Аленка встала засветло, когда Авдей, огромный и прочный, вытянувшись на кровати, громогласно храпел. Сбегав в ледник, Аленка поставила на стол большую миску свежего творога и жбанок сметаны, вынула из печи шаньги, съела одну и, захватив с собой маленькое ведерко, осторожно вышла во двор. Потом она открыла сарай и погнала корову в падь.
Корова щипала траву, а Аленка по обоим склонам пади собирала землянику. На левой, солнечной стороне склона ягоды были слаще, душистей, хотя и те и другие одинаково красные. Иногда Аленка клала ягоду в рот, и она таяла и растекалась приятной прохладой.

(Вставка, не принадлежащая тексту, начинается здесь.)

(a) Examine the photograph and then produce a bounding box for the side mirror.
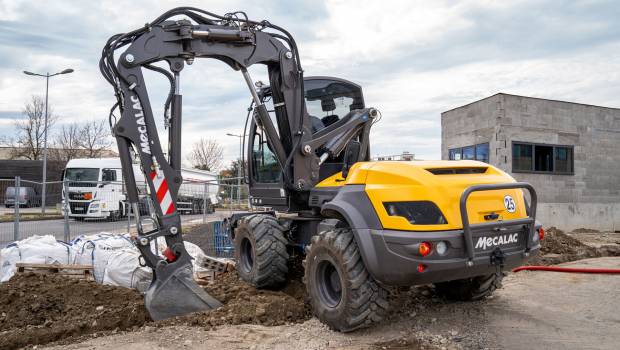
[342,141,361,179]
[101,169,116,182]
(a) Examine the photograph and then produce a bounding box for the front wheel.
[435,272,504,301]
[304,229,388,332]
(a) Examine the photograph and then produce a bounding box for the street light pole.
[226,133,243,206]
[41,72,50,214]
[24,68,73,214]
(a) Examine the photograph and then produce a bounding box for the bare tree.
[50,123,83,162]
[79,120,112,158]
[187,138,224,171]
[5,95,58,160]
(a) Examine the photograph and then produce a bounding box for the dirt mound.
[529,227,602,265]
[156,272,311,328]
[573,227,601,233]
[0,273,150,349]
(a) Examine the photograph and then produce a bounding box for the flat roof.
[441,92,620,114]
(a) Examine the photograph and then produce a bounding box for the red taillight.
[418,242,431,256]
[163,248,177,262]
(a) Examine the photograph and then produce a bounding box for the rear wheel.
[234,214,288,288]
[304,229,388,332]
[435,272,504,301]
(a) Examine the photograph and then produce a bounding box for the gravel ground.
[0,229,620,350]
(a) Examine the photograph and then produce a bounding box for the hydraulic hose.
[512,266,620,274]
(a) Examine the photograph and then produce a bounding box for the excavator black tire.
[435,272,504,301]
[234,214,289,289]
[304,229,388,332]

Через час Аленка набрала стакана четыре ягод. Спустившись к ручью, она умылась и побежала по тропинке вниз, к поселку. На Большой улице, идущей вдоль Байкала, находился маленький базарчик. За прилавком несколько женщин торговали прошлогодними кедровыми орехами, молоком и сметаной. Рядом с ними стала и Аленка. Чтоб ее не заметил Авдей – он, наверно, уже поднялся, – она все время смотрела по сторонам. Она была невелика, и поэтому из-за прилавка виднелись только ее соломенные волосы и два синих настороженных глаза.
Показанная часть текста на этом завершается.